Pese a ello, en estas décadas de esfuerzos de paz hay importantísimas lecciones y experiencias que, en términos de reconciliación, necesitamos recordar, atesorar y capitalizar. En los albores de la revista SEMANA, por allá en 1982, el Congreso de la República aprobaba la Ley 35, que definía el marco para avanzar en el proceso de paz con las guerrillas mediante el establecimiento de amnistías y que permitió al Gobierno entablar el fallido proceso con las Farc que tuvo un acuerdo preliminar firmado en 1984 en la Uribe (Meta).
EDICIÓN ESPECIALES. SEMANA forma parte de Reconciliación Colombia, una iniciativa para dar a conocer y promover la reconciliación en las regiones del país.
En el seno de estas discusiones surgió en el ámbito de la paz el concepto de rehabilitación y, con él, la convicción de que para reconciliarnos era esencial atender las necesidades del campo colombiano, históricamente marginado y afectado por la violencia y la pobreza. En desarrollo de esta idea de rehabilitación, el decreto reglamentario 3287 de noviembre del mismo 1982 propuso medidas para los beneficiarios de la amnistía y para los habitantes de las zonas más golpeadas por la violencia, las cuales incluían “programas de crédito, vivienda rural, dotación de tierras, mercadeo, asistencia técnica agropecuaria, reforestación y desarrollo integral”.
Así, el Gobierno colombiano puso en marcha el Plan Nacional de Rehabilitación (PNR), un hito esencial en construcción de paz en Colombia. Tuvo no solo una larga vida institucional, sino también influencias innegables en escenarios posteriores. Su clave fue una mezcla de participación ciudadana, de construcción de Estado desde los territorios y de inversión directa en las necesidades de los más vulnerables.
La receta se aplicó con éxito en el marco de la Red de Solidaridad Social, de los Programas Regionales de Desarrollo y Paz, en el modelo del Fondo para la Reconstrucción del Eje Cafetero (Forec) y, más recientemente, en los diseños de los llamados Programas de Desarrollo con Enfoque Territorial (PDET), propuestos en el acuerdo de paz con las Farc. En todos esos casos se mostró que la reconciliación se da alrededor de asuntos concretos, en espacios en los que distintas miradas pueden ponerse de acuerdo. Solo así se puede desatar la alianza entre los sectores social, público y privado que tanta falta le hace a la paz.

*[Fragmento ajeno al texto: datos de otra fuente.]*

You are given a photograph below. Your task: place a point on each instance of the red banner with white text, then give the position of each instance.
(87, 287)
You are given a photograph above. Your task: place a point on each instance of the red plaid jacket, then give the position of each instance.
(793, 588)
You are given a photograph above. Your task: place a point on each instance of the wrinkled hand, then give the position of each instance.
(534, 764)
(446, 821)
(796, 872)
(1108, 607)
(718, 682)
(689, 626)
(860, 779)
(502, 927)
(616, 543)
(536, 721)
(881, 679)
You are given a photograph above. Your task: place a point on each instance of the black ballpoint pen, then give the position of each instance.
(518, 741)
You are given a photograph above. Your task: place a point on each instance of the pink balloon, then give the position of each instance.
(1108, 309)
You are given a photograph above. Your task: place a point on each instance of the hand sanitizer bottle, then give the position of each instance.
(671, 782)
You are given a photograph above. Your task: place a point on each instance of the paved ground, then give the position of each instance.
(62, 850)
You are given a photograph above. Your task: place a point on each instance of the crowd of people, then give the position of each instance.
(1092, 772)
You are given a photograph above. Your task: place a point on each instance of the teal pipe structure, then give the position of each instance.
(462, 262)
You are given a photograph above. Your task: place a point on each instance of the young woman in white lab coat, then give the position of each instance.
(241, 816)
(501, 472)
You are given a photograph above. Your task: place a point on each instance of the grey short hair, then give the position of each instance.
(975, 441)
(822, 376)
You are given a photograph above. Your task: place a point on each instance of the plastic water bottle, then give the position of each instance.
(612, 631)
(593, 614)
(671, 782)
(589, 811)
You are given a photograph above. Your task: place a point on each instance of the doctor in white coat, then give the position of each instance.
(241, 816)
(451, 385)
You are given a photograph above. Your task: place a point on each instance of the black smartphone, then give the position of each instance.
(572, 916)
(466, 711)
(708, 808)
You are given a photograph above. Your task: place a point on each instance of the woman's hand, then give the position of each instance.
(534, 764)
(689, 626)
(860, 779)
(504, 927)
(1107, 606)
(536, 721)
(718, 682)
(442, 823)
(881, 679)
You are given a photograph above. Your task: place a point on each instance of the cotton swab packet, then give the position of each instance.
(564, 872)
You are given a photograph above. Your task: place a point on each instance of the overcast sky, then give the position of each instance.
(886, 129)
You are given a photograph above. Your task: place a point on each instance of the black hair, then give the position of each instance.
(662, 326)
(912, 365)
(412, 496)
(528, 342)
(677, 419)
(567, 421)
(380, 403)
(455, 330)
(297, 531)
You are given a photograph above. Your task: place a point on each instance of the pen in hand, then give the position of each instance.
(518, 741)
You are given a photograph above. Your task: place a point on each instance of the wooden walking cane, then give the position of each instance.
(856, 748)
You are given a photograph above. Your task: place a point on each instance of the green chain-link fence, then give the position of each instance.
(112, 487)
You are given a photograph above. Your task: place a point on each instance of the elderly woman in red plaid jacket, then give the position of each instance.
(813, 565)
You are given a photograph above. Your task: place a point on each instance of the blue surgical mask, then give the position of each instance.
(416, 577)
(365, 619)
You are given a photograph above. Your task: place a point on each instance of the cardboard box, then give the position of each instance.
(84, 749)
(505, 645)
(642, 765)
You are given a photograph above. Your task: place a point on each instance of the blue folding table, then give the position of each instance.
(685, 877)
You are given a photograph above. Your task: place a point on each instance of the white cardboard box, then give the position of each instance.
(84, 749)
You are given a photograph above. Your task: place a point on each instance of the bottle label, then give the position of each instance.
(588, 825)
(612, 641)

Allí fue la propia gente, en sus regiones, la que construyó nuevos pactos y espacios de diálogo, inspirados por la necesidad de dar respuesta a sus necesidades, más allá de las propuestas de las élites y sus disputas en el nivel nacional. Y ello recuerda que lo más complejo de la reconciliación, y quizás también lo más bello, es que resulta imposible de decretar. Por eso no la garantizan ni los mejores diseños institucionales, ni las mejores políticas públicas, ni los procesos más técnicos, ni el empeño denodado de un puñado de convencidos. La reconciliación es, ante todo, una lenta decisión social, que se va cociendo en medio de múltiples tensiones. Es una disposición, un estado de ánimo colectivo, la esperanza de una oportunidad, un esfuerzo por cambiar.